Forum Archive

re (Regular Expression) module "caret" character not working?

TutorialDoctor

In the code below, the action should replace all words that begin with "the" as a list. But it returns a blank list.

\# Extracts words from input text and outputs it as a list
import re
import editor
import workflow

params = workflow.get_parameters()
sentence = workflow.get_input()

list = []

expression = '^the'
pattern = re.compile(expression)
matches = re.findall(pattern,sentence)

for word in matches:
    list.append(word)

workflow.set_output('\n'.join(list))

This code works with other special characters, but this isn't working.
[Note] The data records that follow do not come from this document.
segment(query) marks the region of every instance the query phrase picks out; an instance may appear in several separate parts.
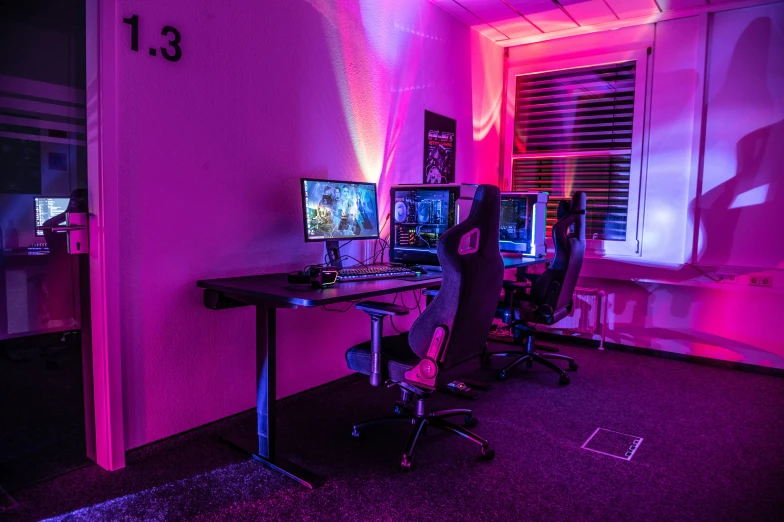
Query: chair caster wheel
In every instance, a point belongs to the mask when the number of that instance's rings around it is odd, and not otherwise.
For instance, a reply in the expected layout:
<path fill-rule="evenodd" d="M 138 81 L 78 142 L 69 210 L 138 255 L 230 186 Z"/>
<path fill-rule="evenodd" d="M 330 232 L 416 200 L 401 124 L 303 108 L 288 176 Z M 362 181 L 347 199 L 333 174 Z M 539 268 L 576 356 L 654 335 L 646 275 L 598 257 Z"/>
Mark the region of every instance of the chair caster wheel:
<path fill-rule="evenodd" d="M 479 454 L 481 455 L 482 460 L 491 461 L 495 458 L 495 450 L 490 449 L 489 447 L 483 447 L 479 450 Z"/>

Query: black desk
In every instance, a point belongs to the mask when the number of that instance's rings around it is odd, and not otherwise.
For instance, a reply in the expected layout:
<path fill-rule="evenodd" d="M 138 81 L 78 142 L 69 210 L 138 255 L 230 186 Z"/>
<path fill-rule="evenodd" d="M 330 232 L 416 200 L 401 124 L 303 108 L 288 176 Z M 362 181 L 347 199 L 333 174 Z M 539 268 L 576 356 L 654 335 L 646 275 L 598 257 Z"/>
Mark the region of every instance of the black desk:
<path fill-rule="evenodd" d="M 310 285 L 289 284 L 286 274 L 270 274 L 211 279 L 198 281 L 196 285 L 205 289 L 204 304 L 208 308 L 221 309 L 244 305 L 256 307 L 257 435 L 237 432 L 224 436 L 224 439 L 250 453 L 254 459 L 265 466 L 312 489 L 323 484 L 324 477 L 285 460 L 275 451 L 276 310 L 298 306 L 320 306 L 437 287 L 441 285 L 441 279 L 352 281 L 338 283 L 331 288 L 317 289 Z"/>
<path fill-rule="evenodd" d="M 544 263 L 545 258 L 504 256 L 505 268 L 524 271 L 527 267 Z M 298 306 L 321 306 L 356 301 L 381 295 L 433 288 L 441 285 L 440 278 L 428 274 L 423 279 L 376 279 L 338 283 L 325 289 L 310 285 L 289 284 L 286 274 L 231 277 L 198 281 L 204 288 L 204 305 L 213 310 L 236 306 L 256 307 L 256 413 L 257 434 L 237 431 L 223 438 L 250 453 L 265 466 L 283 473 L 309 488 L 324 483 L 316 475 L 277 454 L 275 448 L 275 392 L 276 392 L 276 310 Z"/>

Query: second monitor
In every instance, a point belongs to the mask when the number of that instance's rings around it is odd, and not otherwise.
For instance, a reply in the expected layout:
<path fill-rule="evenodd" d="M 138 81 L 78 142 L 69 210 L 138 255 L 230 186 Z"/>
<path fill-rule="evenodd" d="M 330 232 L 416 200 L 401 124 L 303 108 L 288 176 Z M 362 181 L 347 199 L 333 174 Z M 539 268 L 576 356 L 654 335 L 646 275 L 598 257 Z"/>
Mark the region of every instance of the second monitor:
<path fill-rule="evenodd" d="M 392 262 L 438 266 L 438 239 L 471 211 L 476 185 L 392 187 Z M 547 192 L 502 192 L 499 244 L 502 252 L 545 254 Z"/>

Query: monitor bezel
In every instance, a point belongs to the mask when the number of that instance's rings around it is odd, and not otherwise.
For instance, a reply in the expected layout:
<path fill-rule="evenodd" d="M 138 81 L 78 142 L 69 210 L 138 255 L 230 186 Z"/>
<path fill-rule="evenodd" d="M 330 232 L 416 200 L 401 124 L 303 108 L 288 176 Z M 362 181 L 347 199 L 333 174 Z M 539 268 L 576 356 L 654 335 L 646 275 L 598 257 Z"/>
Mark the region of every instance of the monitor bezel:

Any tips?

JonB

Caret matches only at the start of a string, I.e if the is the first work in the sentence.
The expression you are looking for probably looks like

expression='\bthe'

\b matches but does not consume a word boundary.

http://regex101.com/r/gC6nN8/1

ccc

Remember that you can also simplify things by using list comprehensions:

# Instead of this:
list = []

for word in matches:
    list.append(word)

workflow.set_output('\n'.join(list))

# You can just write this:
workflow.set_output('\n'.join([word for word in matches]))
omz

@ccc The list comprehension seems redundant here, '\n'.join(matches) would do the same, as far as I can see.

Btw, it's not a good idea to use list as a variable name, you'll run into problems when you try to use the built-in function list().

TutorialDoctor

I am still not getting a match on the word "them" nor on an email that begins with "the."

# Extracts words from input text and outputs it as a list
import re
import editor
import workflow

params = workflow.get_parameters()
sentence = workflow.get_input()

match_list = []

expression = '\bthe'
pattern = re.compile(expression)
matches = re.findall(pattern,sentence)

for word in matches:
    match_list.append(word)

workflow.set_output('\n'.join(match_list))

omz

You need to escape the backslash in the pattern or use a raw string, i.e. use either '\\bthe' or r'\bthe'.

TutorialDoctor

Thanks ole. That did help.